CHICAGO—Multifamily developers have kept their focus on Chicago’s CBD, placing upward pressure on vacancy, according to a new report from Marcus & Millichap. More than 9,000 units were added to stock during the past two years, but that pace of deliveries will slow throughout the next two years, and potentially allow vacancy to recover as tenants begin to sign leases.
“Many owners are utilizing concessions to attract tenants, particularly within the Loop, where nearly half of all units had concessions during the first quarter of this year,” the firm says. “As a result of rising vacancy, rent growth has remained relatively flat during the past 12 months in the core.”
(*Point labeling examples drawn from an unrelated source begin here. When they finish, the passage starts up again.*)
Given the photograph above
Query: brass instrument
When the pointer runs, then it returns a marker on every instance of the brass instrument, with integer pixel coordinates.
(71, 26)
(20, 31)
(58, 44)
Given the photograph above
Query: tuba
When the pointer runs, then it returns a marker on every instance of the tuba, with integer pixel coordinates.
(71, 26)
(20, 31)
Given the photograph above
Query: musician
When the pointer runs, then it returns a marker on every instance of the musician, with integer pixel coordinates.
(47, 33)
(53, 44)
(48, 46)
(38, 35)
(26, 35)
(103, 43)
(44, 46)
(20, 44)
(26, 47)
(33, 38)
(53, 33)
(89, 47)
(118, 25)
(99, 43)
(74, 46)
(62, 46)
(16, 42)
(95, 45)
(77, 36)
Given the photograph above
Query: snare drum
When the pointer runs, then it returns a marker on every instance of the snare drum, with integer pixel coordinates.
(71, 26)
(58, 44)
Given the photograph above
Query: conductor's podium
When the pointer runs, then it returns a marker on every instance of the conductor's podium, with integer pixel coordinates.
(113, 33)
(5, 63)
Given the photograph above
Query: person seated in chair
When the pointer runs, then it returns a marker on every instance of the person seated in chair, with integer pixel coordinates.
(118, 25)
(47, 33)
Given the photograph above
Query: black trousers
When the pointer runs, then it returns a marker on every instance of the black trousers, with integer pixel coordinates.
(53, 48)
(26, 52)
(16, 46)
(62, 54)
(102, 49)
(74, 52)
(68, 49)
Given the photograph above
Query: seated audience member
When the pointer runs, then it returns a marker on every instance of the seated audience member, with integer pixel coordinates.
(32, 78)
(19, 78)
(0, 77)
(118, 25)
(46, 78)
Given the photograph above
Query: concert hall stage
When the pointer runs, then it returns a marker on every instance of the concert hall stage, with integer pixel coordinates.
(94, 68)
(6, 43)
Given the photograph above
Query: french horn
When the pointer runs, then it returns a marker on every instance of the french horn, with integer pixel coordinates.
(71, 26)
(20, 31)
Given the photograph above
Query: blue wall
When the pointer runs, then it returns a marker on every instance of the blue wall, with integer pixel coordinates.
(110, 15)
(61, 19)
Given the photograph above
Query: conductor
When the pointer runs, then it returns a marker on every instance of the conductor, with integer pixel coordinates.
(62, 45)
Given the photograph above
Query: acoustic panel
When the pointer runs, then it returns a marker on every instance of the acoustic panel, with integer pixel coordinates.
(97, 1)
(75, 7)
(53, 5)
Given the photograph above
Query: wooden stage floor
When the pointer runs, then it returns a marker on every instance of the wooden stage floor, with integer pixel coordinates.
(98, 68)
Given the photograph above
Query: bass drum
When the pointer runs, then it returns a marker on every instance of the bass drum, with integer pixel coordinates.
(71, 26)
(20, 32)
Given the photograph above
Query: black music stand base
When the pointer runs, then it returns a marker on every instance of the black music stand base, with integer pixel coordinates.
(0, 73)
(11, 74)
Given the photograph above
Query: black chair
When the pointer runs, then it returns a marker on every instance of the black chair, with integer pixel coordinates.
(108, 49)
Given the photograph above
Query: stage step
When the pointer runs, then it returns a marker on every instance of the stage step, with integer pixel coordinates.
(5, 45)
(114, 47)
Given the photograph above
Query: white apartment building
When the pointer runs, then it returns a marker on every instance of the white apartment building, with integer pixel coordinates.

About 4,400 units were completed in urban areas in the past four quarters, M&M adds. Roughly half of these were in the Streeterville-River North area. And net absorption of 1,700 rentals did not outpace completions, pushing vacancy up 140 bps to 6.9% in the first quarter.
Vacancy improved during the past 12 months in several outlying suburban areas, including Southeast DuPage County and the Far Northwest Suburbs. Both have rates now resting below 5%. Overall suburban vacancy did rise, but at a slower pace than in the city. It climbed 40 bps to 5.4% during the past 12 months.
“The Chicago suburbs overall have generated significant rent growth during the past year as below metro-average vacancy has aided in increases,” M&M says.
“A rising pace of completions in the urban core may slow investor interest in these areas amid concerns of oversupply,” the company adds. “Deal volume in the CBD declined slightly the past 12 months with fewer class A/B assets changing hands.”
Investors continue to focus on the northern suburbs, along with assets directly north of the Loop and near the lakefront. Property values there remain above the metro average and cap rates average in the mid- to high-5% band.
Furthermore, many class C assets have traded hands, with first-year returns in the low-7% band on average. Class A properties changed hands at roughly 200 bps less.